Smoke penetrates the skin of the berry{ }

The wildfire in northern California's wine country is going to impact the taste of some wines now and for years to come. Winemakers say smoke is one ingredient that can ruin a good bottle of wine.

The wildfire in Napa and Sonoma has brought the grape harvest to a halt. It's a possibility that grapes still hanging from the vines will never be picked. Tom Montgomery is the winemaker at Fresno State winery. "Any of the crop that is still out there would very possibly be tainted."

Smoke is an enemy to every grape berry. It invades the grape skin. "When the smoke is continuous and it is heavy over a period of days the contamination is pretty heavy. So it's very hard to get rid of it."

Enology professor Dr.

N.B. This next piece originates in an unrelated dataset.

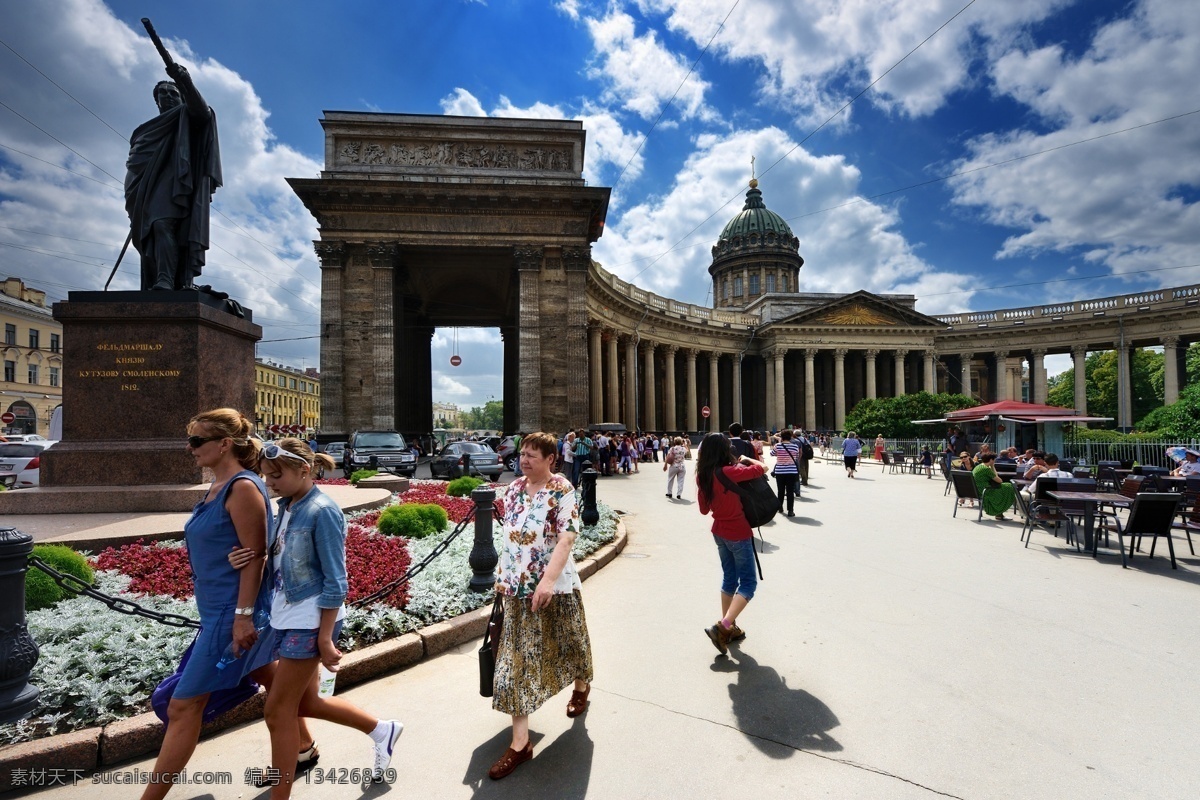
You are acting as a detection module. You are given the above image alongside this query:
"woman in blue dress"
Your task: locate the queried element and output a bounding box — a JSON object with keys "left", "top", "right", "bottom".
{"left": 142, "top": 408, "right": 299, "bottom": 799}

Miguel Pedroza showed us how penetrating smoke can be. He took two drops of liquid smoke and mixed them in a liter of water. He then took two drops from the mix and added it to another liter of water. He says the smoke taste is not strong but noticeable. "It will contribute always to this smoky, leather, wood aspect in the wine."

Some wineries will decide it's a gamble worth taking. "Then for wine that will be done with those grapes will need to see how much potential smoke taste is."

Winemaker Tom Montgomery has dealt with two previous smoky grape crops. He saved one and lost the other. He believes the best solution is to get the grape juice in the tank and then measure the smoke levels.

Montgomery recently moved from the Sonoma area. His home there is still threatened by the wildfire.